The next step was the addition of McCarthy’s video. As her ideas were added to the mix, more sound would be added, video would be moved around, or some of the scenery would be shifted to create the total picture. During this time, the female giant’s vocals were added to the mix; originally done by cast member Linda Mugleston as a marker, the final voiceover, by Dame Judi Dench, was added while the production was still in tryouts in LA. Dench was in a recording studio in London, Lapine and Schreier were in a studio in LA, and Schreier recorded her performance via a digital link while Lapine provided direction over the phone.

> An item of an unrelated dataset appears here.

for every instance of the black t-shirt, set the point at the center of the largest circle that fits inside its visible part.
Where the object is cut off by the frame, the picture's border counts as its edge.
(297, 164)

Schreier generally prefers to record as many effects himself as possible, then opts for the standard libraries, using a sampler to make them all sound as different from the original sources as possible. He also goes for extreme layers, rarely opting for a single effect, except obviously in the case of the cow, though even that was altered. He used the Performer music-sequencing program for much of the show, which was especially useful with the giant cues. “Performer was invaluable in making that happen,” he says. “Version 3.0 is new and it has these things called MOTU Panners. It’s very flexible in creating how you want sound to move within a space and how many speakers you want. It has a great capacity for linking things together, and you can also track through reverb.”

Speakers include the d&b E3 full range compact speaker, an increasingly popular choice among theatre sound designers in the US (it’s been a fixture in the UK for a couple of years now), as well as EAW JF-80 and JF-60s and Meyer’s new MM-4 compact speaker. Schreier also used a variety of subwoofers, including Meyer UPA-1Ps, EAW SB-48s, and Sunfire True subwoofers, which were placed all over the theatre, one, to deal with the giant effects, and two, to help with the orchestra. Control comes via the Cadac K-Type, the small, sidecar console, which supplier Masque Sound custom-modified to Schreier’s specifications, and which, needless to say, provides a smaller footprint than standard-sized boards. Microphones included AKG CK91s, DPA 4022s, Sennheiser MKH-80s, and Shure SM-58s. There are also a handful of the new Sennheiser SK5012 mini UHF lavalier transmitters on the show.

Some eyebrows might have raised at the prospect of Schreier, best known for his effects-driven work on straight plays (Topdog/Underdog, The Diary of Anne Frank, The Tempest), working on a big Broadway musical. His long collaboration with Lapine helped, but, as the designer notes, he’s also a composer. “When I got hired the refrain that kept coming was ‘Remember Dan, this is a chamber piece, it’s not a full-blown rock piece, it shouldn’t be amplified in a very strong way. And I kept telling everyone, ‘I’m your man.’ Because I’m a music lover. I’ve never been averse to musicals; that’s not where my reputation is, but I’m very happy to do it.”